米国の科学者らで組織する「憂慮する科学者同盟」のアルデン・マイヤー氏は同日の記者会見で「6月に始まる交渉会合の前に、日本など主要国に対して目標提出を促すものだ」と分析した。

日本の環境保護団体「気候ネットワーク」の平田仁子理事は「実質的な締め切りが示され、だいぶ良い案になった」と評価した。

これまでの交渉で、準備のできる国は3月末までに目標を提出することで各国は合意。日本は、さらに新たな期限を設けるのを反対していた。

だが外務省の担当者は「(今回)日本としては特別強く(文句は)言わない」とコメント。「いくつも期限があるのはどうかと思うが、強くこだわることではない。われわれが可能な限り目標を早く出すのは変わらない」と述べた。

米国や欧州連合(EU)の交渉担当者は、決定草案について一定の評価を示しており、今後の交渉のベースになる可能性がある。

世界の主要な国と地域の中で、地球温暖化対策が最も進んでいるのはデンマーク、日本は53位で「落第」だなどとする温暖化対策ランキングをドイツの環境シンクタンク「ジャーマンウオッチ」などの研究グループが8日、気候変動枠組み条約の締約国会議で発表した。

温室効果ガスの排出量が増加傾向にあることなどから、日本は米国(44位)や中国(45位)よりも下にランクされた。

ランキングは、温室効果ガス排出量の多い58の国と地域が対象。グループは、温室ガス排出量や再生可能エネルギーの比率、エネルギー利用効率に関するデータに、政策分析の結果を加えた指標を作り、採点した。

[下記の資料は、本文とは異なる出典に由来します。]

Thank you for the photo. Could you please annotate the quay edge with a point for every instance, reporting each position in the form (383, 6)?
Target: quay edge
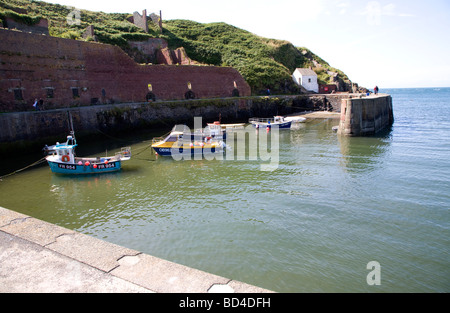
(39, 257)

産業革命以降の気温上昇を2度未満に抑えるという国際目標を達成するのに必要な水準の対策を実施している国はなかったことから前年同様1~3位は「対象国なし」で、トップは4位のデンマークだった。排出量が着実に減っていることや、再生エネ拡大のための政策が高く評価されて成績が上がり、100点満点で77・76点となった。

日本は、前年の47・21点から45・07点と成績が下がり、前年と同様に5段階評価で「落第」とされた下位15の国と地域の中の一つになった。